One serving she took:
  • 3kg Antonov apples
  • 2kg of sugar
  • water (to cover apples)
  • 1-2 cinnamon sticks
  • vanilla


Preparation
  1. Washed apples freed from seeds, poured hot water and boiled until soft. The broth was pumped into another dish, and the apples were rubbed with a wooden spatula through a frequent sieve.
  2. Then combined puree with sugar, adding a little decoction (so the sugar melts faster) and evaporated for 30 minutes, constantly stirring. Removing marmalade from the fire, covered the casket with gauze so that water drops from the lid did not fall into the fruit puree.
  3. On the second and third day, I repeated everything. But at the beginning of the second boiling, I added a cinnamon stick. And in the final stage, after getting cinnamon, poured a little vanilla. And I kept stirring. boiling marmalade to full readiness.

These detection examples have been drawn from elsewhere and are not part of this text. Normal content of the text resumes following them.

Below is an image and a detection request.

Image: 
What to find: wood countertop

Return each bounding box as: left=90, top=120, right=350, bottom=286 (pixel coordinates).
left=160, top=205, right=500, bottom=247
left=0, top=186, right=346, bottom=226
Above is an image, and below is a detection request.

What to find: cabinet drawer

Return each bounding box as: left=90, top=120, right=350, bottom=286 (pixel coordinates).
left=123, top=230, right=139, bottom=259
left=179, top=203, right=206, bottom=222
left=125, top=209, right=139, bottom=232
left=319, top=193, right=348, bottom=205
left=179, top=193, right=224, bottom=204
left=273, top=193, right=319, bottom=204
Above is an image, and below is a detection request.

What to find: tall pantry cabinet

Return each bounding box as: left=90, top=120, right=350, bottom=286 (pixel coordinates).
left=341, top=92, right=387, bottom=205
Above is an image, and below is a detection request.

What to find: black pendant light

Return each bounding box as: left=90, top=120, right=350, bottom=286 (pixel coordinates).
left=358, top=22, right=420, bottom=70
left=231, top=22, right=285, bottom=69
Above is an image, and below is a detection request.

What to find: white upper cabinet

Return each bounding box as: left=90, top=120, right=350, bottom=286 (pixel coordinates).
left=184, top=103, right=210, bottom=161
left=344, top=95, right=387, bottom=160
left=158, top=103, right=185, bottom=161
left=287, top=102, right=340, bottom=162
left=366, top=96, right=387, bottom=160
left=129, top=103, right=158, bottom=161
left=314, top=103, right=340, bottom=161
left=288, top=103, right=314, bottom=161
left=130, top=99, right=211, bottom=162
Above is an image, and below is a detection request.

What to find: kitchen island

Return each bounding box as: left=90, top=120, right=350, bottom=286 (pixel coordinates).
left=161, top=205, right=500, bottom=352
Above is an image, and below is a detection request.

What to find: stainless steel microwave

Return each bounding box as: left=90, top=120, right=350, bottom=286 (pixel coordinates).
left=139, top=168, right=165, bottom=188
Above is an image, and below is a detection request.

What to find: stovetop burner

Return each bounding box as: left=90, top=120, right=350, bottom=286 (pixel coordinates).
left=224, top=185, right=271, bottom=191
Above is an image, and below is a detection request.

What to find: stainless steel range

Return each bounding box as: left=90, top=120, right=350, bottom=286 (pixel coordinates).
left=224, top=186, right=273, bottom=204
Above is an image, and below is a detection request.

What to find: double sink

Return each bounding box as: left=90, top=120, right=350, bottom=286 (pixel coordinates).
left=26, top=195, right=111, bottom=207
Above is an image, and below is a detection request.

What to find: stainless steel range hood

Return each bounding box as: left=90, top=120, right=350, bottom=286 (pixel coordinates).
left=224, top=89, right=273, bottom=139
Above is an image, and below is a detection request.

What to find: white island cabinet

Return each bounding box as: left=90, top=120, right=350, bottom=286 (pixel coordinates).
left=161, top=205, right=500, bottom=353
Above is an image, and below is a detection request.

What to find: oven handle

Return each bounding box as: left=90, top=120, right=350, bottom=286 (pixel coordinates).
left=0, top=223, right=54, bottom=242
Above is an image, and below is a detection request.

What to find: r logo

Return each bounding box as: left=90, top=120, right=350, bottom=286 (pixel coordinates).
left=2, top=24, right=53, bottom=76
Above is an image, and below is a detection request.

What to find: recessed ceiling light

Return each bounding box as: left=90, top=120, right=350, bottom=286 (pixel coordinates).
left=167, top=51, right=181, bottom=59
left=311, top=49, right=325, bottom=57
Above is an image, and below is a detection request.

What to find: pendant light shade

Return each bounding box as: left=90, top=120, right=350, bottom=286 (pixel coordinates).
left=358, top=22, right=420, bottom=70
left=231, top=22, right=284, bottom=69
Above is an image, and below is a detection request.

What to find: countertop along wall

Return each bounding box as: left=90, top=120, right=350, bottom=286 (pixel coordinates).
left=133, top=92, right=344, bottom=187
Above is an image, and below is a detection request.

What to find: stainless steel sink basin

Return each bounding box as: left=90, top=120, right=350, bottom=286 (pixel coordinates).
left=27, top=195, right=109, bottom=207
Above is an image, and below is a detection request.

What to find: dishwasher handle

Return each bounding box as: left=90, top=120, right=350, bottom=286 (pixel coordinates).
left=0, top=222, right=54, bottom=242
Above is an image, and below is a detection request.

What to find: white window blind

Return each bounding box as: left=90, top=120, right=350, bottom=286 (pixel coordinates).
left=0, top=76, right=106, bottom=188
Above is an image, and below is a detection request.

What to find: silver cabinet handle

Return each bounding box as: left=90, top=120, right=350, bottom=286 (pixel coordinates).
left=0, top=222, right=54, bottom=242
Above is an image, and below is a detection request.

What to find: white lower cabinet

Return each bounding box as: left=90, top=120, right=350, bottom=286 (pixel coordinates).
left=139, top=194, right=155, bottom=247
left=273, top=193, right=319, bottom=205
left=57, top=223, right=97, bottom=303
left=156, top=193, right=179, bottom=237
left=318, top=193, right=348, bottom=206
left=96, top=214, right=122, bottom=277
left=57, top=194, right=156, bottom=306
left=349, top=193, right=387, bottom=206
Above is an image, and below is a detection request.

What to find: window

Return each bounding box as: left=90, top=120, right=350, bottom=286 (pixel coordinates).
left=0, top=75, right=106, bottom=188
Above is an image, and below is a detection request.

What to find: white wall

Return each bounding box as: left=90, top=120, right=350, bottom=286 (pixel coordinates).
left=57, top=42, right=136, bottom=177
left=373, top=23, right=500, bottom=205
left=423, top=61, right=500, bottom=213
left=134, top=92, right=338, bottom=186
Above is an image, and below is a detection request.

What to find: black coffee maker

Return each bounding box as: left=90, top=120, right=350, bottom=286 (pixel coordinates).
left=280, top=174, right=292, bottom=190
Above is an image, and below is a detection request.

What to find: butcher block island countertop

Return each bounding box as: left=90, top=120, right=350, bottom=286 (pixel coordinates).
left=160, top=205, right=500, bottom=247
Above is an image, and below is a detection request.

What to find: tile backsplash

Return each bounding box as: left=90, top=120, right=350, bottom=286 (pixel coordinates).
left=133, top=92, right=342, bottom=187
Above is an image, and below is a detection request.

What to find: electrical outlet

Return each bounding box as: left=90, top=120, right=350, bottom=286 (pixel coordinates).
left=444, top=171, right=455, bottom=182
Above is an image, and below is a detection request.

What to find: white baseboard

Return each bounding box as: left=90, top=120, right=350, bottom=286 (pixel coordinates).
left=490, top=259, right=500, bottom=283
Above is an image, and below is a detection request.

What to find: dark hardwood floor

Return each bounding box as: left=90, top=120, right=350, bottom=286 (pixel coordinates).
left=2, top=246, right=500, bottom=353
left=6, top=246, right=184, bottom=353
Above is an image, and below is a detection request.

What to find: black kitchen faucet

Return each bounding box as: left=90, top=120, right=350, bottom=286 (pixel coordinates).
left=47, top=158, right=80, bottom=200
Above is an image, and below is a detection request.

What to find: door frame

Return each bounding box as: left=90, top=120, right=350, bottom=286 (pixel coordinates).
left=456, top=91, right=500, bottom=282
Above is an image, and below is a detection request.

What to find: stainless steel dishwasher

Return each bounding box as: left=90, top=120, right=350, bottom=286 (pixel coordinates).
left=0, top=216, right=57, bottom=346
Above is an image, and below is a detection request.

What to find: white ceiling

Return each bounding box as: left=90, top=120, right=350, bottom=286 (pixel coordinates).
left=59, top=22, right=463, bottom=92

  4. Determined if the marmalade boiled enough by dripping it on a chilled plate. If the drop did not spread, it poured a fragrant transparent bliss on sterile banks and rolled lids.




Apple was a lot, all September was harvesting marmalade. Much work, but in winter often luxurious apple aroma and delicate sweet and sour taste reminded of the generosity of summer. Try it, too. Although the real treasure, apparently, is not marmalade and not its recipe, but childhood in the company of our grandmothers!